Amazon Is Testing a 30-Hour, 75% Salary Workweek (washingtonpost.com)
Amazon is planning a pilot program in which a select group of workers will need to work for 30 hours a week, instead of the usual 40 to 70 hours, and make 75 percent of the salary + benefits (alternate source). From the report:Currently, the pilot program will be small, consisting of a few dozen people. These teams will work on tech products within the human resources division of the company, working Monday through Thursday from 10 a.m. to 2 p.m., with additional flex hours. Their salaries will be lower than 40-hour workers, but they will have the option to transition to full-time if they choose. Team members will be hired from inside and outside the company. As of now, Amazon does not have plans to alter the 40-hour workweek on a companywide level, the spokesman said.

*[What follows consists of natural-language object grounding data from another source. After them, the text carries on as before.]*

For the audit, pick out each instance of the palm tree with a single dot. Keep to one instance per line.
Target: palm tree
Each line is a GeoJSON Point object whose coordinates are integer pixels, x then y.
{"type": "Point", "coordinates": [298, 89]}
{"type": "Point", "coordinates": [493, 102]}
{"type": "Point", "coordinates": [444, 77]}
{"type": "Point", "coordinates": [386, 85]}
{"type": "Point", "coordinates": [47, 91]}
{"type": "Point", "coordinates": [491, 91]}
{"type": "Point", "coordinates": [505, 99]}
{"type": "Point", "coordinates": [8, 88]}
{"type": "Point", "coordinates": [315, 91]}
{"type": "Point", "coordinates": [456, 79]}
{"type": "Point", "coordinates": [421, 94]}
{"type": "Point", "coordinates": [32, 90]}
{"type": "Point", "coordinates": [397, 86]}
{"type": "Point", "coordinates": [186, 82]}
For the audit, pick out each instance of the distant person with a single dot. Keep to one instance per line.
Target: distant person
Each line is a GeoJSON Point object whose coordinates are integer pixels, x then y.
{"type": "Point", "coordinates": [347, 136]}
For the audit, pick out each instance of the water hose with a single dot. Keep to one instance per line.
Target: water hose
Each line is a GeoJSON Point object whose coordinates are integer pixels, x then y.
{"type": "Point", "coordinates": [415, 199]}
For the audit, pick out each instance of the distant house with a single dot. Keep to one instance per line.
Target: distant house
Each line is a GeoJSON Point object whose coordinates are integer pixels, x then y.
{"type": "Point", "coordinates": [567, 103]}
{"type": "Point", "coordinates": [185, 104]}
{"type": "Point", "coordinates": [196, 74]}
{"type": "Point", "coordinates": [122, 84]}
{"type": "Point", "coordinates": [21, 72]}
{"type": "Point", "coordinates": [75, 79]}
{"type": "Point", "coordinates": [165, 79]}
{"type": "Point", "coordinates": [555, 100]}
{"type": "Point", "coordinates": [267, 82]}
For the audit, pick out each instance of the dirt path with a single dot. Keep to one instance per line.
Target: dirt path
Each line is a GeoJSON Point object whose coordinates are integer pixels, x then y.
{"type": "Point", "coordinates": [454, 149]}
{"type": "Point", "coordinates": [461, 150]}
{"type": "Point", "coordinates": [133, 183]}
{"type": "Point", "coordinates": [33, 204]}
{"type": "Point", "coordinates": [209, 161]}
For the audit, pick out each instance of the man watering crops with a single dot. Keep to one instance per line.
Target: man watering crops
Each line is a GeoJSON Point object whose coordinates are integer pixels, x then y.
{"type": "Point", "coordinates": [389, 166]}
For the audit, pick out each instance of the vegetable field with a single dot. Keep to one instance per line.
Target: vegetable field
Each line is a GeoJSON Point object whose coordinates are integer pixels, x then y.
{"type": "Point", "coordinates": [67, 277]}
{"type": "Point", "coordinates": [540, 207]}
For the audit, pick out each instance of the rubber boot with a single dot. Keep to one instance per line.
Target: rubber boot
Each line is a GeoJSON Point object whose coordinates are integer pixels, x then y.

I'd go for this in a heartbeat, except that the 40 hour work week is a myth at Amazon (and most large US companies for exempt employees). I suspect that 30hrs would become just a couple of hours less than the full time (60-80 hour) employees for 75% salary. If it was really 30 hours, you could work 30 at Amazon, 30 at Microsoft and get 150% of your salary for working the same number of hours as "full time".
What makes you think people working 30 hours are doing any less work than people working 40? Most people only do 5-10 hours of real, actual, work in a week. the rest is fluff.
As a dev who works 50-60 hours a week, I'm not sure I really agree. My working day tends to be mornings drinking coffee, meetings, fiddling about with code and discussing options with other developers. After about 3pm I tend to get into the zone. I finish around 7 and sometimes work weekends if there's a problem I'm particularly keen to solve.
The guy sitting at the next desk to me is a different story though. He seems to alternate between Facebook and Chrome, with brief 5 minute coding sessions. I'm not a snitch but it does fucking annoy me. I suppose it's like that in many places. A few key staff shoulder most of the burden and the rest blag a pay cheque.
clearly you've never worked a manufacturing job.